Siracusa. «L’aria è cambiata». Più che Archimede, qui c’entra Darwin. Perché a Siracusa – da un po’ di tempo e per dell’altro ancora – c’è uno specialista antimafia che ha dovuto imparare, presto e bene, a scacciare i veleni. Oltre che i fantasmi. Prima di tutto da “casa” sua, perché Fabio Scavone – procuratore facente funzione – ha ereditato un Palazzo ben più che lambito dagli schizzi di fango (e non solo) del cosiddetto “sistema Siracusa”. Giusto per fare un esempio: l’ex pm Giancarlo Longo, ha patteggiato cinque anni di pena e le dimissioni dalla magistratura nel processo per corruzione nell’ombelico degli affari di Piero Amara e Giuseppe Calafiore.
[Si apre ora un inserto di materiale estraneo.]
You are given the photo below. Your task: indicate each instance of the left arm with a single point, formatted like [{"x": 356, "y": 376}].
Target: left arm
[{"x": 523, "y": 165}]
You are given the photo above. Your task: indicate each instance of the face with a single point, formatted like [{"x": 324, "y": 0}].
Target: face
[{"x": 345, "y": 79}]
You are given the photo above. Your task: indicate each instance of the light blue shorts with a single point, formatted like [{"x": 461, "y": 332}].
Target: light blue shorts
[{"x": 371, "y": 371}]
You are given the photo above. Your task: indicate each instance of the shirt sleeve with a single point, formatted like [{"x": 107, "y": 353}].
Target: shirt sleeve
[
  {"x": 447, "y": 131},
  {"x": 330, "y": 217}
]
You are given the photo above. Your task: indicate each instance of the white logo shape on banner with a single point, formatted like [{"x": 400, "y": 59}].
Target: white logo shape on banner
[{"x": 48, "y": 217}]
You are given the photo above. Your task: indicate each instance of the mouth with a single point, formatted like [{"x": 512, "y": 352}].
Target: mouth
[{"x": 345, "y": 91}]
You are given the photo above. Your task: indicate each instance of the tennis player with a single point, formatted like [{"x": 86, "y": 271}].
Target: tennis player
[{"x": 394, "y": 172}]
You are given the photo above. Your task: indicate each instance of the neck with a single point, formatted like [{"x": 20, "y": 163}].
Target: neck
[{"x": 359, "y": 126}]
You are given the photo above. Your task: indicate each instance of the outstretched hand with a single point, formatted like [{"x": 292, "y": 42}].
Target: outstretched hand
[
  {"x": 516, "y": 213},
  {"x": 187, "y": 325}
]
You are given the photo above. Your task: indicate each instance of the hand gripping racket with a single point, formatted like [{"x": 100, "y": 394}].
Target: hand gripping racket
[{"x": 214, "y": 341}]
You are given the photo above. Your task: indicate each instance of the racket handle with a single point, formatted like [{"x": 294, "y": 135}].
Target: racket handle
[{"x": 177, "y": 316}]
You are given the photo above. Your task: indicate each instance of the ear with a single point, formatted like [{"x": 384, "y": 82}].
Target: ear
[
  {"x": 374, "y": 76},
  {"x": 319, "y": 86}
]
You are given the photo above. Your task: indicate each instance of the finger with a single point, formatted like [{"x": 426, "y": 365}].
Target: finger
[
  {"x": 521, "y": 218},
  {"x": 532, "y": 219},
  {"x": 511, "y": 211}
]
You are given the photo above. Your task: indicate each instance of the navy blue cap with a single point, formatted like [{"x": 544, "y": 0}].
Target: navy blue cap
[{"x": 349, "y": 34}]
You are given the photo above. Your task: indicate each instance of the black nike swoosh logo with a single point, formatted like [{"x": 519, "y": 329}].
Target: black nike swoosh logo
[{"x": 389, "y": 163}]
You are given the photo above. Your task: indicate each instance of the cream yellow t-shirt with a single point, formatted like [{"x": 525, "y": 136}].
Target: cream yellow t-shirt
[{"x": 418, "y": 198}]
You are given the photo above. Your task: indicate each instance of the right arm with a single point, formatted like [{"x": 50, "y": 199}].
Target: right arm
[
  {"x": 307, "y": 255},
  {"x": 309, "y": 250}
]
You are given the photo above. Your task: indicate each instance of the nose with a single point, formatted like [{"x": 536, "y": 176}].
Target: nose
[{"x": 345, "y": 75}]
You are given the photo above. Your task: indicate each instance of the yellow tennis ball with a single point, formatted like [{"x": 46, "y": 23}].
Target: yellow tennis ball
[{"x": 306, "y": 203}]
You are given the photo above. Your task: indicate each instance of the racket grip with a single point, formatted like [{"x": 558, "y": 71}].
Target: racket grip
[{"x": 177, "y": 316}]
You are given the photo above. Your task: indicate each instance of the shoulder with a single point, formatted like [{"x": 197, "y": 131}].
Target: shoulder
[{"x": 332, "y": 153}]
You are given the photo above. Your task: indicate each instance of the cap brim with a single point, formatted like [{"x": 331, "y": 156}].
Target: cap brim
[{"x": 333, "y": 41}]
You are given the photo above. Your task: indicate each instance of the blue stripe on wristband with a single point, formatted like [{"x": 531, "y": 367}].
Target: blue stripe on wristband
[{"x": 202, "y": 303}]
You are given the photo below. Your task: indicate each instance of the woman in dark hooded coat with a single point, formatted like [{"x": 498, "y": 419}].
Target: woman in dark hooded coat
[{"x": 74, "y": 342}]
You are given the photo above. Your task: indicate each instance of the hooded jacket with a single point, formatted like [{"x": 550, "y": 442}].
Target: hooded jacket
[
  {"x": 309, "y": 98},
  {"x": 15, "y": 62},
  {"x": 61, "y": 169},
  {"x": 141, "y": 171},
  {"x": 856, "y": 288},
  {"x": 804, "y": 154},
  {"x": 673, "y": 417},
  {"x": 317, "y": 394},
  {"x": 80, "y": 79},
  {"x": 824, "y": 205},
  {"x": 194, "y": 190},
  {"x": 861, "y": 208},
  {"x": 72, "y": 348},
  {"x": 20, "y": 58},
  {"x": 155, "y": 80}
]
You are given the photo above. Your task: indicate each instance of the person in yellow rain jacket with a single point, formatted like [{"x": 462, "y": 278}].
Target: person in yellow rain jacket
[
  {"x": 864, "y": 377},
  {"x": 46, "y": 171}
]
Ma questa è un’altra storia. E questo sarà pure il giorno dei veleni. Ma sono altri. Quelli del Petrolchimico di Siracusa. Calamìta, sessant’anni fa, per i campagnoli riconvertiti – e qui c’entra ancora Darwin, ma soprattutto la fame – in operai. E adesso calamità ambientale. Ma cos’è, oggi, questo “mostro” dell’inquinamento? «Un problema di una complessità estrema, perché riguarda più aspetti di un comprensorio vasto, circa 40 chilometri che comprende Priolo, Augusta, Melilli e la stessa Siracusa». Toccando terra, aria e acqua. Manca solo il fuoco: «Le questioni sul nostro tavolo riguardano l’inquinamento atmosferico, marino, terrestre e la dismissione di impianti industriali. E poi c’è una specie di indotto culturale: in un contesto degradato pullulano decine di discariche abusive. La gente, dove vede inquinato, si sente quasi legittimata a buttare qualsiasi cosa», dice Scavone.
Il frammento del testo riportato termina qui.